English | 简体中文
Multi-label semantic segmentation is an image segmentation task that aims to assign each pixel in an image to multiple categories, rather than just one category. This can better express complex information in the image, such as overlapping, occlusion, boundaries, etc. of different objects. Multi label semantic segmentation has many application scenarios, such as medical image analysis, remote sensing image interpretation, autonomous driving, and so on.
- The above effect shows the inference results obtained from the model trained using images in the UWMGI dataset
Model | Loss |
---|---|
DeepLabV3, DeepLabV3P, MobileSeg, PP-LiteSeg, PP-MobileSeg, UNet, Unet++, Unet+++ |
BCELoss, LovaszHingeLoss |
- The above are the confirmed supported models and loss functions, with a larger actual support range.
The following will take the UWMGI multi-label semantic segmentation dataset and the PP-MobileSeg model as examples.
In the single label semantic segmentation task, the shape of the annotated grayscale image is (img_h, img_w), and the index value of the category is represented by grayscale values.
In the multi-label semantic segmentation task, the shape of the annotated grayscale image is (img_h, num_classes x img_w), which means that the corresponding binary annotations of each category are sequentially concatenated in the horizontal direction.
Download the raw data compression package of the UWMGI dataset and convert it to a format supported by PaddleSeg's Dataset API using the provided script.

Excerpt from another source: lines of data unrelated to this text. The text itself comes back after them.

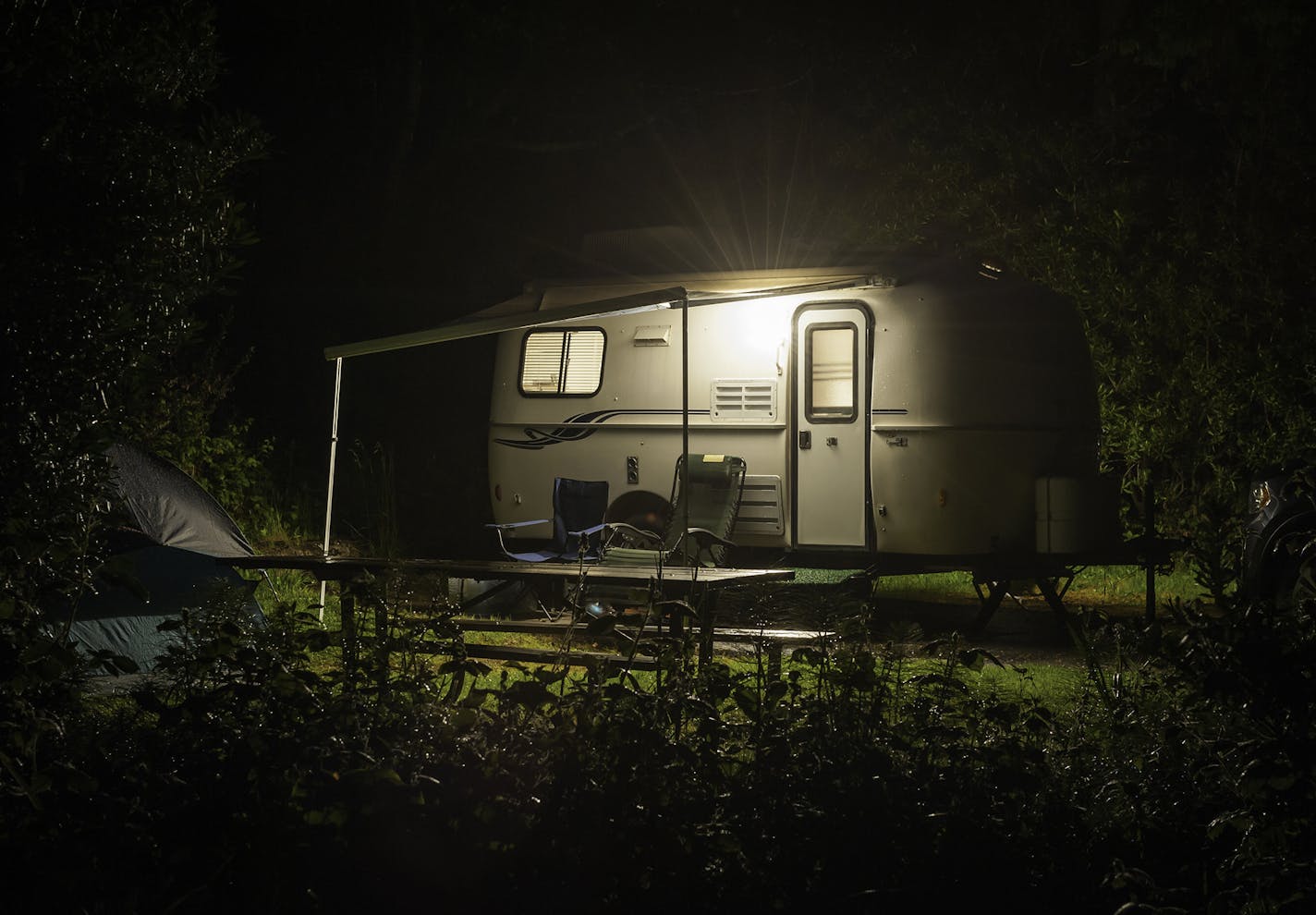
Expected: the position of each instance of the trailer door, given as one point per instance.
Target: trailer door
(831, 489)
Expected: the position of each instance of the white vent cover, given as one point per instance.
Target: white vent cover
(761, 507)
(653, 335)
(744, 399)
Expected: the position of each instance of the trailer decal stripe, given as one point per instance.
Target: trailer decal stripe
(536, 439)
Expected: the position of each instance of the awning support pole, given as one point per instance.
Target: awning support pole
(685, 422)
(333, 461)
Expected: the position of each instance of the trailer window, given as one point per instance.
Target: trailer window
(562, 362)
(831, 352)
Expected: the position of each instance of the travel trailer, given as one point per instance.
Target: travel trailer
(933, 413)
(920, 409)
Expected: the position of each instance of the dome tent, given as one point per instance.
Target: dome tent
(166, 561)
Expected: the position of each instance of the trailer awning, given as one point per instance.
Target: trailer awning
(539, 311)
(480, 326)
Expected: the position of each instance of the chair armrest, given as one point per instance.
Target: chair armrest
(508, 526)
(586, 532)
(630, 531)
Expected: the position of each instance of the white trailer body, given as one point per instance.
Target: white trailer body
(919, 409)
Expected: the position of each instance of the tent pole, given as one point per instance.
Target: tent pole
(333, 459)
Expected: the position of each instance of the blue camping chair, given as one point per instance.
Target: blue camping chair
(578, 508)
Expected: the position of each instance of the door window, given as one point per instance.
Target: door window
(831, 353)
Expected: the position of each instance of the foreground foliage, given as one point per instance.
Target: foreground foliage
(862, 778)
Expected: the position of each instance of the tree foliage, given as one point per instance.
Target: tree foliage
(1169, 196)
(118, 226)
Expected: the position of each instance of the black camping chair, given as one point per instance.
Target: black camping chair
(578, 508)
(713, 486)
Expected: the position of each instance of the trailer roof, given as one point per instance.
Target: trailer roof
(567, 300)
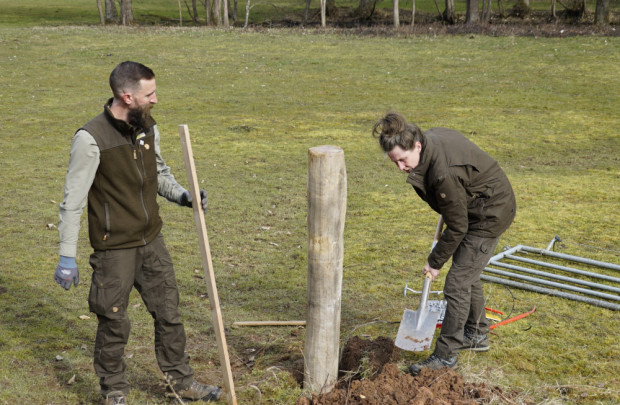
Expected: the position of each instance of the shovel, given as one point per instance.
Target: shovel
(417, 328)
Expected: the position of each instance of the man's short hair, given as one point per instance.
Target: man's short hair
(127, 75)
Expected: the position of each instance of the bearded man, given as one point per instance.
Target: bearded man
(116, 166)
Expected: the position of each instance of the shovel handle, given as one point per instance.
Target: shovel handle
(427, 286)
(438, 231)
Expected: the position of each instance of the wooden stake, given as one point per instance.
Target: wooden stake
(207, 265)
(327, 200)
(268, 323)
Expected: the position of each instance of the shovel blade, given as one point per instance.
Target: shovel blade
(416, 330)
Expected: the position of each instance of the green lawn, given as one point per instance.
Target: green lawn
(547, 109)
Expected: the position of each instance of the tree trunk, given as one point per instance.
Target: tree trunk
(100, 9)
(330, 8)
(522, 8)
(180, 14)
(225, 13)
(448, 14)
(208, 19)
(327, 205)
(486, 12)
(472, 15)
(111, 15)
(396, 15)
(306, 11)
(500, 8)
(195, 12)
(126, 12)
(217, 12)
(365, 8)
(601, 14)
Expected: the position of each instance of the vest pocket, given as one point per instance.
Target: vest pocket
(106, 208)
(104, 297)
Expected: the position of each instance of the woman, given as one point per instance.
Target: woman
(472, 193)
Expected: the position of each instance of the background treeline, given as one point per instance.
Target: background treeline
(336, 13)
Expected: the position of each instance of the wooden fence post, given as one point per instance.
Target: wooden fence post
(327, 200)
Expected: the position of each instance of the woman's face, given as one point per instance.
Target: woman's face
(406, 160)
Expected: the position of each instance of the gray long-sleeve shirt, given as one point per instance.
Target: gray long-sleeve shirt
(83, 164)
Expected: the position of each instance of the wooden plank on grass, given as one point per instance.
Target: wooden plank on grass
(207, 265)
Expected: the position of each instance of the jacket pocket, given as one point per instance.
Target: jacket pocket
(106, 225)
(104, 297)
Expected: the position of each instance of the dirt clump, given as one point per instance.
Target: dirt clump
(386, 384)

wget https://paddleseg.bj.bcebos.com/dataset/uw-madison-gi-tract-image-segmentation.zip
python tools/data/convert_multilabel.py \
--dataset_type uwmgi \
--zip_input ./uw-madison-gi-tract-image-segmentation.zip \
--output ./data/UWMGI/ \
--train_proportion 0.8 \
--val_proportion 0.2
# optional
rm ./uw-madison-gi-tract-image-segmentation.zip
The structure of the UWMGI dataset after conversion is as follows:
UWMGI
|
|--images
| |--train
| | |--*.jpg
| | |--...
| |
| |--val
| | |--*.jpg
| | |--...
|
|--annotations
| |--train
| | |--*.jpg
| | |--...
| |
| |--val
| | |--*.jpg
| | |--...
|
|--train.txt
|
|--val.txt
The divided training dataset and evaluation dataset can be configured as follows:
train_dataset:
type: Dataset
dataset_root: data/UWMGI
transforms:
- type: Resize
target_size: [512, 512]
- type: RandomHorizontalFlip
- type: RandomVerticalFlip
- type: RandomDistort
brightness_range: 0.4
contrast_range: 0.4
saturation_range: 0.4
- type: Normalize
mean: [0.0, 0.0, 0.0]
std: [1.0, 1.0, 1.0]
num_classes: 3
train_path: data/UWMGI/train.txt
mode: train
val_dataset:
type: Dataset
dataset_root: data/UWMGI
transforms:
- type: Resize
target_size: [512, 512]
- type: Normalize
mean: [0.0, 0.0, 0.0]
std: [1.0, 1.0, 1.0]
num_classes: 3
val_path: data/UWMGI/val.txt
mode: val
We addAddMultiLabelAuxiliaryCategory
transform for add background in the segmentation to improve segmentation performance. You can config it in the first step of transform, please refer toconfigs/multilabelseg/pp_mobileseg_tiny_uwmgi_256x256_80k_withaux.yml
.
python tools/train.py \
--config configs/multilabelseg/pp_mobileseg_tiny_uwmgi_256x256_80k_withaux.yml \
--save_dir output/pp_mobileseg_tiny_uwmgi_256x256_80k_withaux \
--num_workers 8 \
--do_eval \
--use_vdl \
--save_interval 2000 \
--use_multilabel
- When using
--do_eval
must be added--use_multilabel
parameter is used to adapt the evaluation in multi-label mode.
python tools/val.py \
--config configs/multilabelseg/pp_mobileseg_tiny_uwmgi_256x256_80k_withaux.yml \
--model_path output/pp_mobileseg_tiny_uwmgi_256x256_80k_withaux/best_model/model.pdparams \
--use_multilabel
- Must add
--use_multilabel
when evaluating the model to adapt the evaluation in multi-label mode.
python tools/predict.py \
--config configs/multilabelseg/pp_mobileseg_tiny_uwmgi_256x256_80k_withaux.yml \
--model_path output/pp_mobileseg_tiny_uwmgi_256x256_80k_withaux/best_model/model.pdparams \
--image_path data/UWMGI/images/val/case122_day18_slice_0089.jpg \
--use_multilabel
- When executing a prediction, it is necessary to add
--use_multilabel
parameter is used to adapt visualization in multi-label mode.